Ash systems on several steel stoves leave one wanting. We don't use ours, but that doesn't negate the stove. A lot of the other complaints are somewhat peculiar to the installation and not all a fault of the stove. The 30NC is an exceptional value, but they sell thousands of them and there are bound to be some that don't come off the line perfect. This happens with any stove production, but is not common.

There are many other stove options, but Englander and Drolet are champs in the value line of large stoves. If your budget is larger then there are many other options.


----------



## Hike Hounds (Sep 26, 2016)

begreen said:


> Ash systems on several steel stoves leave one wanting. We don't use ours, but that doesn't negate the stove. A lot of the other complaints are somewhat peculiar to the installation and not all a fault of the stove. The 30NC is an exceptional value, but they sell thousands of them and there are bound to be some that don't come off the line perfect.

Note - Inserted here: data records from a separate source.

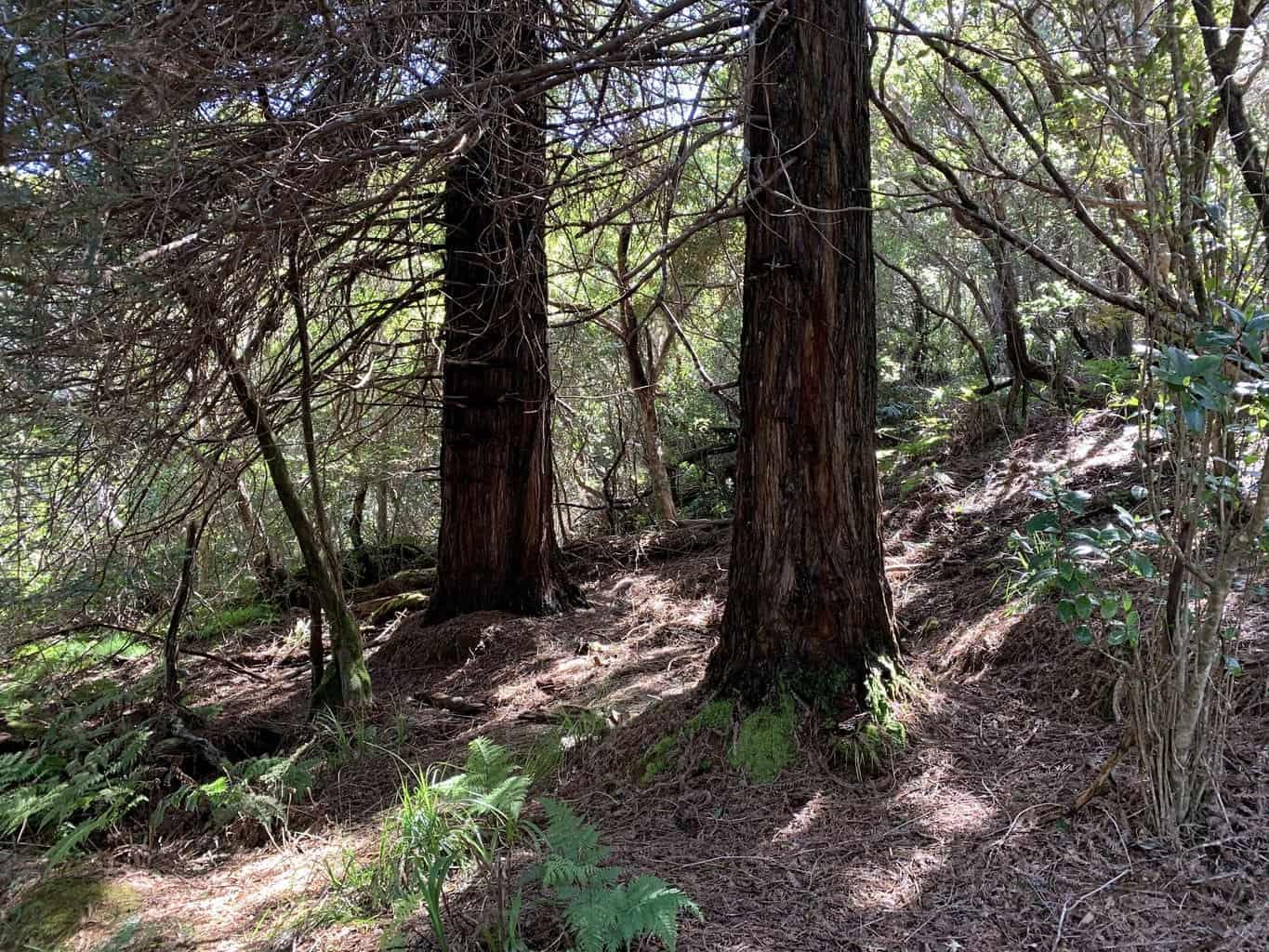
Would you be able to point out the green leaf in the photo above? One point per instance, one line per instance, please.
(1141, 565)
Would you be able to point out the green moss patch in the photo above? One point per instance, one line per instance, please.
(767, 743)
(664, 756)
(52, 911)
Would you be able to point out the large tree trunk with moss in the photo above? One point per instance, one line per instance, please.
(807, 594)
(497, 548)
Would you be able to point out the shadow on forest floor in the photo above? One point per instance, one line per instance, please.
(945, 851)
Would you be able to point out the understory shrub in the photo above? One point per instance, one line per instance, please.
(472, 822)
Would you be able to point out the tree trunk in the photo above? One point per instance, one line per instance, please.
(643, 386)
(381, 511)
(807, 590)
(264, 566)
(497, 548)
(347, 681)
(171, 642)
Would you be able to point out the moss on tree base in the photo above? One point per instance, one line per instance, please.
(854, 720)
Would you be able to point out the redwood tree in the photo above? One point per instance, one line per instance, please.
(807, 586)
(497, 548)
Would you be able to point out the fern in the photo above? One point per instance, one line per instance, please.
(83, 778)
(258, 789)
(603, 914)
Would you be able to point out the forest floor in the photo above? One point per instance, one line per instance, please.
(959, 843)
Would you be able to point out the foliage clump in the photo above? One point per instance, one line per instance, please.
(82, 778)
(663, 756)
(765, 743)
(877, 732)
(473, 820)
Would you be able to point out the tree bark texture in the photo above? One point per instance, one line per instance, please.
(497, 548)
(807, 590)
(184, 587)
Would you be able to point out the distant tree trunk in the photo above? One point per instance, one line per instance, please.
(171, 642)
(381, 511)
(1120, 343)
(264, 566)
(347, 681)
(358, 517)
(316, 643)
(497, 548)
(641, 372)
(807, 590)
(919, 358)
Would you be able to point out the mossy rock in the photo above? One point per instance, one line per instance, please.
(51, 913)
(664, 754)
(409, 602)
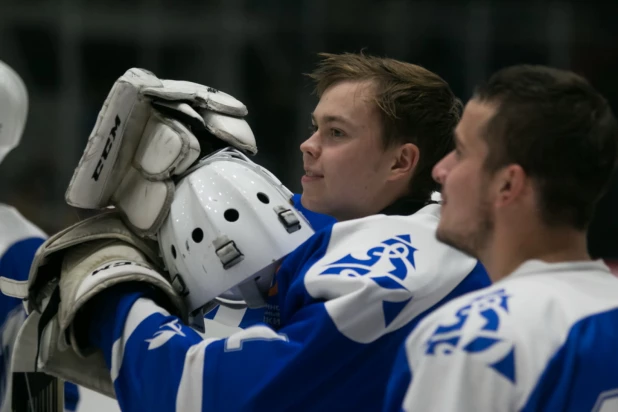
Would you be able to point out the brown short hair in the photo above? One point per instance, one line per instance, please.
(560, 130)
(416, 105)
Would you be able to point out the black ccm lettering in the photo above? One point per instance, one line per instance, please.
(108, 148)
(117, 264)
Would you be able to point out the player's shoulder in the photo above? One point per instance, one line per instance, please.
(381, 239)
(14, 227)
(524, 318)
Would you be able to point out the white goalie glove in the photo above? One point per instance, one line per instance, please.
(149, 130)
(68, 271)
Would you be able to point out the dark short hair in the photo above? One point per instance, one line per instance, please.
(416, 105)
(560, 130)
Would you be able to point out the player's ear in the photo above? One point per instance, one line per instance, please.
(405, 159)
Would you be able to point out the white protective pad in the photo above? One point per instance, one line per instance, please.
(148, 125)
(83, 261)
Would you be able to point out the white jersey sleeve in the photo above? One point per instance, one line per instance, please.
(542, 339)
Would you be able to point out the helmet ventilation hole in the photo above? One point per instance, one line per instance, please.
(263, 198)
(231, 215)
(197, 235)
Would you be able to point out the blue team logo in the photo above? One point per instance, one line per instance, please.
(387, 264)
(476, 331)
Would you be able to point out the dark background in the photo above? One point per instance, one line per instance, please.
(69, 53)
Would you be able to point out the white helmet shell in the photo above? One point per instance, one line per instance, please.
(230, 224)
(13, 109)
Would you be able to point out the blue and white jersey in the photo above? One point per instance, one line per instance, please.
(345, 301)
(542, 339)
(19, 240)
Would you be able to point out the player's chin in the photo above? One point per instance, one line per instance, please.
(312, 201)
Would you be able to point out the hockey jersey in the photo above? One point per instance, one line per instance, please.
(347, 298)
(542, 339)
(19, 241)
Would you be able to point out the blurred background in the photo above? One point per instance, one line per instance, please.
(70, 52)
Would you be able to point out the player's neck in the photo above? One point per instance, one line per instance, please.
(510, 248)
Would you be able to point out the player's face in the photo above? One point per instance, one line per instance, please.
(345, 163)
(467, 219)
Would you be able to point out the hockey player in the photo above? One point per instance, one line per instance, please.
(346, 296)
(535, 150)
(19, 238)
(373, 119)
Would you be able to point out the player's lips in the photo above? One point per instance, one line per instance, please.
(311, 176)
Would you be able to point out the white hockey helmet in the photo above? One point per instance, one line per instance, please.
(13, 109)
(230, 224)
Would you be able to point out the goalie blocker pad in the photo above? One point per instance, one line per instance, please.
(68, 271)
(145, 133)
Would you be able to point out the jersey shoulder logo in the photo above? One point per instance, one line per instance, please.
(387, 264)
(475, 330)
(375, 279)
(167, 332)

This happens with any stove production, but is not common.
> 
> There are many other stove options, but Englander and Drolet are champs in the value line of large stoves. If your budget is larger then there are many other options.


Okay, thanks for all the help. Would you recommend getting the extended warranty on an Englander (for a newbie stove owner who doesn't know the first thing about how to maintain/fix these things :>)


----------



## begreen (Sep 26, 2016)

No, personally I would not get an extended warranty. The factory warranty is sufficient. Properly run, burning dry wood, they are not high maintenance and most warranties don't cover user error.


----------